This year was the first time in at least 5 years that I wasn’t either a staff member or a volunteer at Animethon. My budget was tight, so I limited myself to just a gaming pass. The Tabletop Cafe once again sponsored the board game tables, and on Friday I got the opportunity to try another game from my board game bucket list: Azul, by Next Move Games/Plan B. The game, designed by Michael Kiesling with art by Chris Quilliams, is a very beautiful game, based on a simple, but intriguing concept. There is also a second version of the game Azul: The Stained Glass of Sintra, but this review will concentrate on the first, tile themed game.
The name, Azul, comes from the Portuguese word azulejos, which describes painted tiles used to decorate walls. The story behind the game is that, after a voyage to Spain, the King of Portugal fell in love with the idea of decorative tiles and decided to have his entire palace redone in azulejos. In the basic version, the player’s job, as a royal tile-layer, is to procure tiles from the factory and create a wall with a specific pattern. In the advanced rules version, players can choose their own pattern.
As I said before, Azul is a physically beautiful game, with 100 plastic tiles in 5 different types that suggest the art of ceramic tile while still being durable. There are also 4 playing boards, one for each player, 9 small boards used as “factory displays”, and 4 small wooden cubes used to mark your place on the scoring track. Rounding out the content of the box is a cloth bag to hold the tiles and detailed instruction manuals in both English and French. (At least in the Canadian version there are French rules.)

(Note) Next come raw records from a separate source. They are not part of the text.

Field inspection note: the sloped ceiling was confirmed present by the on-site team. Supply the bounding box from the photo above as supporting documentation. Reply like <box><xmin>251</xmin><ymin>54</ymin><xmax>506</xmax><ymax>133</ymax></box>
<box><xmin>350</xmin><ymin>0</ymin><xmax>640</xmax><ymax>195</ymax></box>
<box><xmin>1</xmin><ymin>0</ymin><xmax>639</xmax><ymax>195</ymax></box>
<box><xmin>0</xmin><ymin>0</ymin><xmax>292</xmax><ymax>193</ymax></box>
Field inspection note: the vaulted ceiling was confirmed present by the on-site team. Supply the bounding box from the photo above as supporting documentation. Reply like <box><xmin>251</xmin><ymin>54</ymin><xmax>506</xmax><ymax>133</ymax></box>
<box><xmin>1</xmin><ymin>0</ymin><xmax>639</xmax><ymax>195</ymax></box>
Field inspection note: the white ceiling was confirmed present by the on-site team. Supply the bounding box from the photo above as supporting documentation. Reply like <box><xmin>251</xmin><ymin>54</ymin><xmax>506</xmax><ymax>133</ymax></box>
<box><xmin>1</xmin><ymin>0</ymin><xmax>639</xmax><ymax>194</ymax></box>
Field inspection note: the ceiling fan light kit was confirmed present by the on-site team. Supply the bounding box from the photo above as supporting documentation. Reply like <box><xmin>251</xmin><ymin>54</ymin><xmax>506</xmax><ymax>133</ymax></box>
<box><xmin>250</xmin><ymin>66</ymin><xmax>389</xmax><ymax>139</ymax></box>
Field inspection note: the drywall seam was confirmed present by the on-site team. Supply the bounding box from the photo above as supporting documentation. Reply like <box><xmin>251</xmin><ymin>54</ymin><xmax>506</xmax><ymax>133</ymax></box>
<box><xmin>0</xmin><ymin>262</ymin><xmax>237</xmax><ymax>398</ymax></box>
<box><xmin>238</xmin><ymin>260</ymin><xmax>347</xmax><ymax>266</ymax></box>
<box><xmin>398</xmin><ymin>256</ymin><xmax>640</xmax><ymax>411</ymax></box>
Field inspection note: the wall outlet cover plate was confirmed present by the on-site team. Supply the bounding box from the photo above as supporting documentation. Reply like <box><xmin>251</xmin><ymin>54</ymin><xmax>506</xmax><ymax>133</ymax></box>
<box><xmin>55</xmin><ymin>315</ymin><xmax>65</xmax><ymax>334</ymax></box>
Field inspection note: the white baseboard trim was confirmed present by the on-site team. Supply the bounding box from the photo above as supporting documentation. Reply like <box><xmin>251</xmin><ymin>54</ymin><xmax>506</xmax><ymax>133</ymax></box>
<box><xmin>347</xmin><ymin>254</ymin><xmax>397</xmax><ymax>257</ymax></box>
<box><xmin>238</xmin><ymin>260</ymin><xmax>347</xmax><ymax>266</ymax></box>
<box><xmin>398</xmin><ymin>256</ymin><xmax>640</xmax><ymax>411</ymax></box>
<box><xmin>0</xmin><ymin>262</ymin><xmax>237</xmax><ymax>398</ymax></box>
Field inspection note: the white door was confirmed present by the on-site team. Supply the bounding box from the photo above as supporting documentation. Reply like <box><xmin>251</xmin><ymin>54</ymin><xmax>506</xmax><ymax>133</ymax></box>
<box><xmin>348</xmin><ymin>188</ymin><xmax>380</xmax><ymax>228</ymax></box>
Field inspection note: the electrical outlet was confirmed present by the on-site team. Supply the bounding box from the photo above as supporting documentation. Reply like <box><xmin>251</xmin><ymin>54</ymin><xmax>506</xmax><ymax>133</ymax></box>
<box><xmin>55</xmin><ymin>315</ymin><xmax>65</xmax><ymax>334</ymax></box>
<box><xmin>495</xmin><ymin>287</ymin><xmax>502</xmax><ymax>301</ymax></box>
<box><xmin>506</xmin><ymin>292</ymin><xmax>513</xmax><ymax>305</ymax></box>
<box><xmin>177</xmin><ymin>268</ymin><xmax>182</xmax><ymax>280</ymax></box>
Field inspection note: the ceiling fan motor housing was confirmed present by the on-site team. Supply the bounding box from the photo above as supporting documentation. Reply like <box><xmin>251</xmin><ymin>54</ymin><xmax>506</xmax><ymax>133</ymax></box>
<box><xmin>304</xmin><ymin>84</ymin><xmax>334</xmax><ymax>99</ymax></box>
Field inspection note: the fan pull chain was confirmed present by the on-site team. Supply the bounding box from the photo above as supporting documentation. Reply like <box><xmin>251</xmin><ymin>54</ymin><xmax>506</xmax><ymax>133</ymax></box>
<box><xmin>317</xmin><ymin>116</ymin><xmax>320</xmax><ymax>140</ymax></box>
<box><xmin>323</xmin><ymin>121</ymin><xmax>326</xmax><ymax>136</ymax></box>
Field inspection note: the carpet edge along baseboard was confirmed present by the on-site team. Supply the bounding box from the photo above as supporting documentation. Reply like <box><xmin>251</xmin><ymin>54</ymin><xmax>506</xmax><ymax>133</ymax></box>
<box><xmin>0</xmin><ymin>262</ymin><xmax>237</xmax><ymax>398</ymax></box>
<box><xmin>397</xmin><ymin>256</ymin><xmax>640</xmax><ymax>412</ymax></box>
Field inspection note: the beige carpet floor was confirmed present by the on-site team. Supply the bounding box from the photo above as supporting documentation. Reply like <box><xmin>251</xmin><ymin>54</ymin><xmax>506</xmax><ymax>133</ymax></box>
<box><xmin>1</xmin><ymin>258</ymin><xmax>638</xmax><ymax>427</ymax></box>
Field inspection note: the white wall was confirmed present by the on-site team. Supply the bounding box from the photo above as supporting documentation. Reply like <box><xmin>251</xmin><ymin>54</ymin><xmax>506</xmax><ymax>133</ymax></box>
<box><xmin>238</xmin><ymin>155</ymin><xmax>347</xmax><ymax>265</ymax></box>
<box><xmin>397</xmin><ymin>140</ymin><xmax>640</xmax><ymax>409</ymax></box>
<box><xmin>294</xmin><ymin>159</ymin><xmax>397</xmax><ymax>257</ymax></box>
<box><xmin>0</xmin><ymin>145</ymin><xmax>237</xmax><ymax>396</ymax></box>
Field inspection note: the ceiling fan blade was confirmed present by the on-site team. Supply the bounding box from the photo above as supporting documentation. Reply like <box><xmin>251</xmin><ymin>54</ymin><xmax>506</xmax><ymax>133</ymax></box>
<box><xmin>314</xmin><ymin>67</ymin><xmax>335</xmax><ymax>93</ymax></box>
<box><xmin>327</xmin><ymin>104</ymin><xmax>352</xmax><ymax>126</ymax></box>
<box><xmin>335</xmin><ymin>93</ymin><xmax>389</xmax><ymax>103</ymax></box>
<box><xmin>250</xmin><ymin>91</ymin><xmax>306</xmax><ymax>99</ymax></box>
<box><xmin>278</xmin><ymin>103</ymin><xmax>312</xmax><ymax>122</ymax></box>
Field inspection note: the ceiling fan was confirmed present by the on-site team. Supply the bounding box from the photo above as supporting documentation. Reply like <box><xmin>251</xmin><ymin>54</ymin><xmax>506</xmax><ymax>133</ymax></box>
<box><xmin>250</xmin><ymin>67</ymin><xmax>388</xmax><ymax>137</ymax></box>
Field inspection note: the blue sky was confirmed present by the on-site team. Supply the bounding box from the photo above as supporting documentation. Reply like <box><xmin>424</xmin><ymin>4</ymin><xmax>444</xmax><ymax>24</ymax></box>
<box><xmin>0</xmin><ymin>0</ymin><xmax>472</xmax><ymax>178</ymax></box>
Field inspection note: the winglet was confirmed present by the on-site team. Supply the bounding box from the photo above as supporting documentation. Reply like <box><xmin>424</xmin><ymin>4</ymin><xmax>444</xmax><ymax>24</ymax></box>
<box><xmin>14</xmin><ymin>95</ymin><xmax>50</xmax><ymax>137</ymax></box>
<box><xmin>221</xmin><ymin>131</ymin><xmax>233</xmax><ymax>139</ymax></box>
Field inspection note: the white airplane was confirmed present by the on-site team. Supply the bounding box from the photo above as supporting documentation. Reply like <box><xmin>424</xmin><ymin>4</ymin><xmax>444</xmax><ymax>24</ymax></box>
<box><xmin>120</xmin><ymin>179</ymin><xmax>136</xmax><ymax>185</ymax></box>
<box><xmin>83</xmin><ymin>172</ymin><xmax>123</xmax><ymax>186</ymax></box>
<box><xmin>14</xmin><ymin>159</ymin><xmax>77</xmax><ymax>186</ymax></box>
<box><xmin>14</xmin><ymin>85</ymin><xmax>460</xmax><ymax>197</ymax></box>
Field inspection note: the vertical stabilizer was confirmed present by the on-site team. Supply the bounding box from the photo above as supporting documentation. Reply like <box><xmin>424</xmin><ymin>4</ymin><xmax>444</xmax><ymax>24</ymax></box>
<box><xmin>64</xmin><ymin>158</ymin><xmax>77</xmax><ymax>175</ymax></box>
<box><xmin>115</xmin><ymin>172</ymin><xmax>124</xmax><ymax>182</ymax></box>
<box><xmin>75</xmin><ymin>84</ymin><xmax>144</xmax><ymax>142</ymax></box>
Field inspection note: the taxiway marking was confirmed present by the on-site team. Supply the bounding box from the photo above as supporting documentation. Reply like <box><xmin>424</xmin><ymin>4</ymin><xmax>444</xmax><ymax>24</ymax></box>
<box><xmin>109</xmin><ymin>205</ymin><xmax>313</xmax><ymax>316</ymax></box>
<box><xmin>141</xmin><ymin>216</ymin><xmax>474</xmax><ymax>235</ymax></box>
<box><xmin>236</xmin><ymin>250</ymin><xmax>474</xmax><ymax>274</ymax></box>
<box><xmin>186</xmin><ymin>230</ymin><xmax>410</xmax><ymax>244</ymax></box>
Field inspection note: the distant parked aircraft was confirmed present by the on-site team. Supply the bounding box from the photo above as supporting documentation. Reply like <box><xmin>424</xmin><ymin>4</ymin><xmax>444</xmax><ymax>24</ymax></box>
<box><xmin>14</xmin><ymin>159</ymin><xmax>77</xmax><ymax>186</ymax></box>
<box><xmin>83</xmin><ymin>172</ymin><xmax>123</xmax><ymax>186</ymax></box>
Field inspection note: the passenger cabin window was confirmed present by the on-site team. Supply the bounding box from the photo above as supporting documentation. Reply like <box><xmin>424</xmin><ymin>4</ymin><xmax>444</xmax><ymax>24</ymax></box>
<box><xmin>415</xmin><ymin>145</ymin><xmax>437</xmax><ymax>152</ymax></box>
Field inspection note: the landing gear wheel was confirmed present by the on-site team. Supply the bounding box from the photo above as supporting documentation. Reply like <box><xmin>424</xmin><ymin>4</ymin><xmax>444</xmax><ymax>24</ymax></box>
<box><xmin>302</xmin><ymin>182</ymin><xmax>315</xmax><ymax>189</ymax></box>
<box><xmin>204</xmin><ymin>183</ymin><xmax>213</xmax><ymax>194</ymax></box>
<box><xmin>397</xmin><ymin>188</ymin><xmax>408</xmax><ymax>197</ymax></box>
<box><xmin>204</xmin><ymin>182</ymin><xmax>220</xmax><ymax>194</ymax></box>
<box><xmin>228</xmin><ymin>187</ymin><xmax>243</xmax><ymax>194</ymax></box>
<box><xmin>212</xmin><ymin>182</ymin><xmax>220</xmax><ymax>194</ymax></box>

The instructions are clearly written, but they contain a lot of detail. I would recommend reading thoroughly before jumping in, because there were a few rules that I missed right away, noticing them later when I was consulting the manual for something else. Luckily none of my errors were serious enough to restart the game. We just adjusted as we went along.
The game consists of multiple rounds, each divided into two stages. In the first stage, your goal is to acquire tiles, either from the “factory displays” or from “general sales”. This is done by a drafting method. Before the game, you set up the tiles, putting four random tiles on each factory display board. The number of factory displays depends on the number of players. The “player who most recently traveled to Portugal” goes first (in our case it went to someone who had been to France). They choose a factory display, but not all the tiles, only the ones that are one colour. The rest of the tiles go to the center of the table as “general sales”. After the first turn, players can pick from the factory displays or the general sales pile. But the first person who takes from the general sales pile has to take the “first player” tile and place it on the “floor” row at the bottom of the playing board. The tiles in this row will score negative points later.
There are specific rules about how you place the tiles you have acquired. On the left side of the board are 5 pattern lines. The first line only holds one tile, the next two, etc until the last row holds 5 tiles. Once you place a tile in a certain row, you can only use the same colour in that row. The goal is to complete as many rows as possible, because only complete rows can be used to tile your “wall” in the second phase of play. After the first round, there is an additional rule that you cannot place a tile in a row if a tile of that colour is on the wall row beside that pattern row. That means the longer you play, the more limits there are on tile placement. Players take turns choosing tiles until every tile has been taken, even if that means “dropping” tiles on the floor that don’t work with your pattern rows.
The second phase of each round involves using your pattern rows to tile your wall. Your wall is on the right side of the playing board, with 5 rows across from the pattern rows. Again, there are very specific rules as to how the tiles are moved. Starting with the first complete pattern row, take the tile on the far right of the row and transfer it to the same row on the wall, marching the printed pattern on the wall. Tiles are scored as soon as you place them, based on whether there are other tiles around it. If a tile is alone, it scores only one point. If the newly placed tile has other tiles above, below or beside it, you count the number of tiles in a row (in both directions) as your score. Diagonal doesn’t count. You continue, row by row, skipping any pattern row that isn’t full.
When you have placed every tile you can you clean up your pattern rows. For every row that you have taken tiles from, you remove any remaining tiles and store them in the game lid (not the tile bag). The tiles in the incomplete rows stay were they are. Next, you score the tiles on the floor. These are “dropped tiles” and score negative points. For each tile on the floor row, you lose the point value of that space. Tiles on the floor also go back in the box, except the first player tile, which goes in front of you (meaning you are the first player of the next round). After all tiles are scored, the factory displays are refilled, and the next round begins. If the tile bag is empty, refill it from the used tiles in the box.
The game ends at the end of the round in which at least one player completes a horizontal row. After scoring all your tile points, each player scores their end of game bonus points. You get 2 points for each complete horizontal row on your wall; 7 points for each complete vertical row; 10 points for each colour of tile for which you filled all 5 spaces of that colour on your wall. The winner is, of course, the player with the highest final score. In case of a tie, the winner is the player with the most complete horizontal rows on their wall.
This is a fun game, not too easy nor too complex. It would be a good way to spend an evening with friends. And, based on my own experiences, it’s also a good game to take with you to a con (or discover at a con) to meet new friends.